The test strategies are bolded.
The italicized writing provides the rational for the use of these strategies.
1. Read the title and captions that introduce the text content to stimulate prior knowledge about the text topic.
Accessing prior knowledge stimulates thinking and facilitates engagement.
2. Rewrite each test question beginning with a question word: who, what, when, where, why, how, what.
Because the questions on the MCA II tend to be written in complicated ways, it is not unusual for students to misinterpret what is being asked. Taking time to determine precisely what is being asked helps students to overcome the obstacle of complicated question design.
When student expend energy to rewrite questions, those questions become mentally stored. When students read, the answers to the questions they store subconsciously become more evident to them.
(Warning: When students encounter answers to questions while they read, they should be not go back to answer the question at that time as it interrupts the flow of reading and impedes comprehension. Instead, teach students to mark the text in some way that indicates the importance of the information)
3. Exercise text-interaction skills when reading and interpreting the text.
Per paragraph or short section, students should reflect and take margin notes:
Interpret author’s intended messages: What does the author intend the reader to think, know, understand, or feel?
Progressively reflecting to interpret author’s intended meanings while reading a text significantly improves reading comprehension by helping students see how the parts are related to each other and to the whole text.
Record questions: Student should continually ask and record questions they have while reading.
Questioning aids engagement and is an important tool for comprehension. Questioning not only help students reflect on the meanings inherent in text, but provides teachers with information to help determine and respond to students’ needs and plan instruction.
4. Answer the questions.
Identify the questions as literal (“right there”) or inferential (“jump in thought”)
Eliminate each incorrect answer choice using sound reasoning.
Go back to the text and find and identify the direct answer in the text for literal questions and find evidence for inferential questions.
Select the best answer.
The answer choices are designed in a way that readers can be easily tricked into selecting the wrong answer, as all answers are plausible but only one answer is the best choice. Therefore, eliminating the wrong answers is essential to determining the best answer. Finding evidence in the text helps ensure that the answer selected is indeed the best choice.

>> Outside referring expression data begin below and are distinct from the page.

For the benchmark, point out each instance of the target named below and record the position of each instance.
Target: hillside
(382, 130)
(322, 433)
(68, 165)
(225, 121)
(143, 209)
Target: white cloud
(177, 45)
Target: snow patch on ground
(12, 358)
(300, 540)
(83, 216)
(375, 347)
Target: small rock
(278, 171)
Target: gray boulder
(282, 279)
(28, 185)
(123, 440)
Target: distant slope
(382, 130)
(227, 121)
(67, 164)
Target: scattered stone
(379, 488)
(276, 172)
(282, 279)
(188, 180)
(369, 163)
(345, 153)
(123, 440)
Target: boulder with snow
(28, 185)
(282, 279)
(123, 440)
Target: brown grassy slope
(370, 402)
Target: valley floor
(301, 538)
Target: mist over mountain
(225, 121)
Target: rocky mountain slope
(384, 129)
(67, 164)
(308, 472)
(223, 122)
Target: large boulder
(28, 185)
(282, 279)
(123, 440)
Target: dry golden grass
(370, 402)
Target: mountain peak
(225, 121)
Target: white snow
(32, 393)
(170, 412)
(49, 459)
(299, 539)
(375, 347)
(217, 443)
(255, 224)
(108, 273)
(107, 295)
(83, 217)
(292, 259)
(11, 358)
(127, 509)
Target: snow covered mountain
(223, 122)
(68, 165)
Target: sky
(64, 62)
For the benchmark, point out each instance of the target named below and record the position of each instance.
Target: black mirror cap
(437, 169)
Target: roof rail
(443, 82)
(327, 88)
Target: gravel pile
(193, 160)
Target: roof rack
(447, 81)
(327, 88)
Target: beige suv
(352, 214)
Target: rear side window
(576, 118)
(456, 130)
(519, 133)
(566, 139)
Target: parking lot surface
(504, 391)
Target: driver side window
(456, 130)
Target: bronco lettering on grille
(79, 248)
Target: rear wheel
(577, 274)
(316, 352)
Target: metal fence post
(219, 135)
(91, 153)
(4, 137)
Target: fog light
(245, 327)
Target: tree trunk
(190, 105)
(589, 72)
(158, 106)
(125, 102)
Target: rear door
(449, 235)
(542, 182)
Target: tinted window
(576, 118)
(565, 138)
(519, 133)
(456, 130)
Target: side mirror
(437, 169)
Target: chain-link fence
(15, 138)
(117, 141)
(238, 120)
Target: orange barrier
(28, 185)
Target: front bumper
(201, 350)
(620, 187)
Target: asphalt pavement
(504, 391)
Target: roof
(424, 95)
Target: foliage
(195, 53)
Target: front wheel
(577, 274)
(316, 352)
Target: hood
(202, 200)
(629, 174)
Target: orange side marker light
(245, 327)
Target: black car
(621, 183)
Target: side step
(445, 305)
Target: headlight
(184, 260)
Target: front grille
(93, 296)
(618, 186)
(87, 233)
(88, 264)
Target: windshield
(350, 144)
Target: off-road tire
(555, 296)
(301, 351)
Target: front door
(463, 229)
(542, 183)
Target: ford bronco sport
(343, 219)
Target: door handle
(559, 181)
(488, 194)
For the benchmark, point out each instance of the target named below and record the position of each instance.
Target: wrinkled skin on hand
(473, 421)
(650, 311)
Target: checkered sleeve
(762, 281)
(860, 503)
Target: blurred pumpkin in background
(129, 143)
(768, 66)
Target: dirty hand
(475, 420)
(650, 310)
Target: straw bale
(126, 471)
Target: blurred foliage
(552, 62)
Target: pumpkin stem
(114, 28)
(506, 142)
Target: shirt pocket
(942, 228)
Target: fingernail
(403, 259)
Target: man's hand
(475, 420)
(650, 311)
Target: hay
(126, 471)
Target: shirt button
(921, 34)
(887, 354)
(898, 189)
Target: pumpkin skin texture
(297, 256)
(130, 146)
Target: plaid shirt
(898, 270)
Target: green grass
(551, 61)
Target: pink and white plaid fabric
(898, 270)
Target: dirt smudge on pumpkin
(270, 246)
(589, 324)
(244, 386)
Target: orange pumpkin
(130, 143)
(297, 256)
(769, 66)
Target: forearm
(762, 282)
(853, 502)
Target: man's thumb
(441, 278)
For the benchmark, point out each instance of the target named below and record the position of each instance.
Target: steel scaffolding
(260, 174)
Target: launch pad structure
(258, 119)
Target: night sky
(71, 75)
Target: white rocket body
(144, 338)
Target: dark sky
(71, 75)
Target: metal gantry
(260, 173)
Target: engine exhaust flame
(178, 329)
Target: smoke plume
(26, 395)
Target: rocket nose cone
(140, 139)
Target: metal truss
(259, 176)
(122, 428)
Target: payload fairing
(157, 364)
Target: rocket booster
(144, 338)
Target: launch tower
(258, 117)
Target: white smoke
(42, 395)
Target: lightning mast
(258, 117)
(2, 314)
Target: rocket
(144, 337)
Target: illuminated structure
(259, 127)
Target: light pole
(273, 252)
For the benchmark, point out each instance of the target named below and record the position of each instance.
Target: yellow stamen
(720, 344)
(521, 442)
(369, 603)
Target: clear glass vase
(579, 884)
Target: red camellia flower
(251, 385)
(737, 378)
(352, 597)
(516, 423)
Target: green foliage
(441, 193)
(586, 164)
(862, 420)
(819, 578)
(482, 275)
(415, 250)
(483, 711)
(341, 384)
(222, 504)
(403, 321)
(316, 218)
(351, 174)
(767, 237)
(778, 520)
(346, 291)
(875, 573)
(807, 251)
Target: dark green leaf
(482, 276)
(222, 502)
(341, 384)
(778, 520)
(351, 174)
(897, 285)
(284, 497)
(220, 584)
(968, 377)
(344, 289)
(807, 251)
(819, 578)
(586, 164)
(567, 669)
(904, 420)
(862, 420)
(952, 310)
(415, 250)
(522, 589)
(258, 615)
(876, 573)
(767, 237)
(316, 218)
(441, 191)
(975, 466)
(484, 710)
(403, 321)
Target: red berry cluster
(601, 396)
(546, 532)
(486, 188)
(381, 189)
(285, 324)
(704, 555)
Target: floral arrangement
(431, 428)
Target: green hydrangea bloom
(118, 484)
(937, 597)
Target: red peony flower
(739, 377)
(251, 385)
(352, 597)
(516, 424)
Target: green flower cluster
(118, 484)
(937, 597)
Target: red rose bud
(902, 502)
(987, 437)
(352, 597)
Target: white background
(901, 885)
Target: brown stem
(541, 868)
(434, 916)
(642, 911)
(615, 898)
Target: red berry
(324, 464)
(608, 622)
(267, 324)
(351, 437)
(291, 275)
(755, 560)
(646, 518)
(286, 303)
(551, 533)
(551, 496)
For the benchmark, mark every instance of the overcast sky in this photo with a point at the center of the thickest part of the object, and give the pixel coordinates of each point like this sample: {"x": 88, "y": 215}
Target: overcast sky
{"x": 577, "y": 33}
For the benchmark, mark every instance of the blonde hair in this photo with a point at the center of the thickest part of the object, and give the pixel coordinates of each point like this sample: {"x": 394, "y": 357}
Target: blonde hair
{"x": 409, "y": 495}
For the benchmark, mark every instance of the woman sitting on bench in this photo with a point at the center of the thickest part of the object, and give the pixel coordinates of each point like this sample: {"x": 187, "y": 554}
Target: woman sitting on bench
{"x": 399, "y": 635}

CONSIDERATIONS FOR INSTRUCTION
AUTHOR
The author and information available about the author
The author’s point-of-view
The author’s purpose for writing
The author’s message to the reader
Possible extensions of point-of-view, purposes, messages and meanings
EX. Which of the following statements would the author most likely agree
with?
EVIDENCE
Types of evidence
Use of evidence in supporting particular points
Credibility of evidence
Fallacies
Generalizations
Statistics
Facts
Opinions
Anecdotes
ARGUMENT / LOGIC
The organization of ideas
Reasoning
FIGURATIVE LANGUAGE
Represented in poetry
Likely to be presented in the informational text passages on the MCA II Reading and GRAD tests.
CONSTRUCTED RESPONSE
Although constructed response in no longer a part of the MCAII test, Write-to-Learn constructive response activities are valuable in helping students develop their conceptual understandings and are a useful formative assessment tool.